Gerade diese Drohungen rufen natürlich tiefste Abneigung und Widerspruch hervor. Gegen das Mahnschreiben hat meine Mutter dann auch umgehend eine Beschwerde eingelegt. Inzwischen stellt sich allerdings die Frage: Warum ist das Kundenservice der OBS so schlecht? Die OBS hat vom Gesetzgeber mit dem Zugriff auf das Melderegister ein unheimliches Privileg erhalten. Anstatt mit diesem Vorrecht sorgfältig umzugehen, erhebt die ORF-Beitrags-Service GmbH das Endkundenverärgern zur hohen Kunst.
Dass wir kein Einzelfall sind, ergibt sich aus Gesprächen im persönlichen Umfeld, der langen Wartezeit an der Hotline, Aussendungen der AK sowie regelmäßigen Berichten in diversen Medien. Dass die OBS ihre Prozesse nicht im Griff hat, sehe ich allerdings auch täglich an den herrenlos herumflatternden OBS-Schreiben in Wiener Stiegenhäusern, die – wie ich weiß – an Menschen gerichtet sind, die seit Jahren nicht mehr an dieser Adresse gemeldet sind. Schließlich kann man die Mitteilung, dass das Kundenservice der OBS heroisch im vergangenen Jahr mehr als drei Millionen Kundenanfragen bearbeitet hätte, auch als Zeichen einer verbockten Einführung der Haushaltsabgabe auslegen. Obwohl die OBS seit mehr als zwölf Monaten mit Daten versorgt wird und Feedback von den Beitragszahlern erhält, kann sie nicht liefern, weil sie offensichtlich die Realität am Boden nicht berücksichtigt hat.
Vielleicht fehlt auch die Selbstreflexion. Wenn ich die letzte Presseaussendung der OBS vom 11.7.2024 lesen, dann finde ich ein großes Selbstlob über die „gemeisterte Herausforderung“. Ein Eingehen auf die laufende Kritik z.B. seitens der AK sucht man dort allerdings vergeblich. Und wenn man schon mit laufender Kritik konfrontiert wird, dann sollte man auch Aussagen wie „Mahnsperre“ intern umsetzen und nicht mit Vollstreckungsdrohungen um sich werfen. Gerade in einer Stadt wie Wien, in der sich durch die laufenden Wohnungszusammenlegungen die Meldeadressen immer wieder verändern, sofort mit schwerstem Geschütz aufzufahren, zeugt weder von Fingerspitzengefühl noch von politischem Instinkt. Was für mich als demokratisch gesinnten Bürger, der von der Notwendigkeit unabhängiger Medien überzeugt ist, doppelt schmerzhaft ist.

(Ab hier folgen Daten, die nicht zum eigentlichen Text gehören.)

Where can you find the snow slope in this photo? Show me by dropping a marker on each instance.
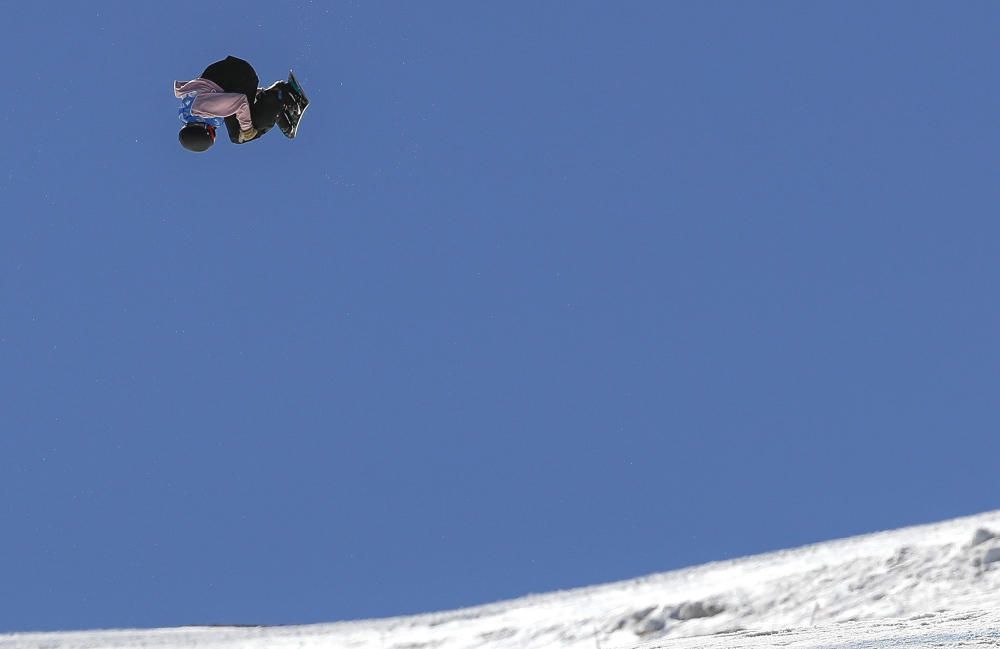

Wenn die OBS da nicht besser wird, dann ist sie mit der nächsten Bundesregierung Geschichte. Dass dies nicht ohne Schaden für den ORF abgehen wird, muss jedem klar sein. Aber wenn man sich die Einträge in Sozialen Medien dazu ansieht, dann ist das vielen Menschen inzwischen wurscht. Sie werden ihre Stimme jener Partei geben, die eine Abschaffung der OBS verspricht.

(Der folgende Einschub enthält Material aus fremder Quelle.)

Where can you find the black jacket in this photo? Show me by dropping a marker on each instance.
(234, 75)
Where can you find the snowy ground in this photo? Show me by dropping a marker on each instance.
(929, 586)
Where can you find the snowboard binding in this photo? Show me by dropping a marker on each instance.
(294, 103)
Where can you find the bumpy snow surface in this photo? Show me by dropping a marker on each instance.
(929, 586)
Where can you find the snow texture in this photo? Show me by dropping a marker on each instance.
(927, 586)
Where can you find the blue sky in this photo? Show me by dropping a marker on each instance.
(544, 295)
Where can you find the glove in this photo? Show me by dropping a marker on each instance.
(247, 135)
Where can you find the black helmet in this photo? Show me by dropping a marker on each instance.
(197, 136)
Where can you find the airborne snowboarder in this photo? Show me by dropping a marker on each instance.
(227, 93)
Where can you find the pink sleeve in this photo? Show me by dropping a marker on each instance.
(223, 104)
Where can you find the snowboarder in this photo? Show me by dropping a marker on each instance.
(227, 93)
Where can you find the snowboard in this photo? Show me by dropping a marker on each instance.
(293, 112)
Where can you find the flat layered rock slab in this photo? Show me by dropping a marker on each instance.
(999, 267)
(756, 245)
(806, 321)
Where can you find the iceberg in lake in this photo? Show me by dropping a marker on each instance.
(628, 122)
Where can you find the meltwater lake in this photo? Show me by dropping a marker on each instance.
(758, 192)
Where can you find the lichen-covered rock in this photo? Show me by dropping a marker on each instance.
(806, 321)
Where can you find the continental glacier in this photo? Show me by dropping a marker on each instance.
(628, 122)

In dem Zusammenhang ist es auch verwunderlich, dass zwar laufend von Medienkampagnen gesprochen wird, aber beim größten Medium des Landes ich erstaunlich wenig proaktive Informationen zur Haushaltsabgabe finde. Hofft man seitens des ORF, dass man nicht mit der OBS assoziiert wird, wenn man nur nicht über die ständige Kritik an der Gesellschaft berichtet? Aus meiner Erfahrung in den Medien kann ich den Verantwortlichen versichern, das ist nicht Fall. Ignorierte oder mit schönen Presseaussendungen überdeckte Probleme lösen sich selten von selbst, sondern werden meistens nur größer.

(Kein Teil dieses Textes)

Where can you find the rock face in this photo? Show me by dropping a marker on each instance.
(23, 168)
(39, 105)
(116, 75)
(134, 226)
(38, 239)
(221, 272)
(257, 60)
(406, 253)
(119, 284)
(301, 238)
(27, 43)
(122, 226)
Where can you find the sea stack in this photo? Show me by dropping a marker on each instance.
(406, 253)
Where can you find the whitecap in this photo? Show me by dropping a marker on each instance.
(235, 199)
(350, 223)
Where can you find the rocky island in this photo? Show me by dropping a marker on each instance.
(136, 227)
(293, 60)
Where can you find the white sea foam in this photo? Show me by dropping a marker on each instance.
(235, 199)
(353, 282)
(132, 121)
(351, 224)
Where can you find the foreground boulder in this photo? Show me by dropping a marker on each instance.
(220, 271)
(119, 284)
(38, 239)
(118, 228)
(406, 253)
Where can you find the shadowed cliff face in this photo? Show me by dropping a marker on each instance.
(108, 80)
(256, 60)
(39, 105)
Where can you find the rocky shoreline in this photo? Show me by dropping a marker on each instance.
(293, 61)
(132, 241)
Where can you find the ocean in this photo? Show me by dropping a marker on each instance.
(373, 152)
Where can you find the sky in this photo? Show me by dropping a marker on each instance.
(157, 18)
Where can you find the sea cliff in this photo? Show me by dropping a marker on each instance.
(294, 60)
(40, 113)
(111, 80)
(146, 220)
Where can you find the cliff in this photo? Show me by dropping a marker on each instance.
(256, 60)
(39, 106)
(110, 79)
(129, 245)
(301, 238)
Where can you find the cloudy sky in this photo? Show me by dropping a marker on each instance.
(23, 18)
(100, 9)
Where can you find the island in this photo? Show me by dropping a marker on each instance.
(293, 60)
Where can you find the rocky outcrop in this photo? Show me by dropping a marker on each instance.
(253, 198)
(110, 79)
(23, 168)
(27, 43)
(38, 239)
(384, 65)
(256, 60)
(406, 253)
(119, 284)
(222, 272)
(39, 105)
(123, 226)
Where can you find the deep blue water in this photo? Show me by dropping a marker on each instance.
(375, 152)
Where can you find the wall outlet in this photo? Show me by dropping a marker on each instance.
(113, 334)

Ganz einfach, je grösser die Unternehmen sind umso weniger entschuldigung scheissen sich die Angestellten etwas.
Ist bei allen Firmen festzustellen, es gibt natürlich Ausnahmen.
Meine Mutter hat auch ein Schreiben erhalten, dass an Ihrer Adresse niemand registriert sei. Der ORF Beitrag wurde dabei seit >30 Jahren von Ihrem Konto abgebucht – nur mit dem Vornamen des Ex-Manns, was sie nie gestört und berichtigt hatte. Da auf dem ganzen Schreiben keine E-Mail Adresse angegeben war, wäre ich auch nicht auf die Idee gekommen, dass E-Mails dort irgendwer lesen würde.
Auf dem Schreiben war ein QR-Code und ein Antwort-Code für deren Antwort-Webseite. Ich habe diese verwendet um die Namenskorrektur bekannt zu geben und die Kontonummer der bisherigen Abbuchungen. Das ist jetzt 7 Wochen her und es gab (zumindest) bisher keine weiteren Schreiben von denen. ✅
Auch so amtskappelige Anschreiben mit „Zahlungsaufforderung“ (bei Abbuchungsaufträgen) mit gleichzeitiger Androhung von unmoralisch hohen „Säumnisgebühren“ könnte sich die OBS sparen.
Sowas bringt sogar ORF-Sympathisanten auf die Barrikaden. Vielleicht kann man die mal aus der verstaubten Amtsstube herausholen und erklären, wofür das S im Namen steht.
Dasselbe könnte man auch gleich mit dem „S“ in AMS versuchen …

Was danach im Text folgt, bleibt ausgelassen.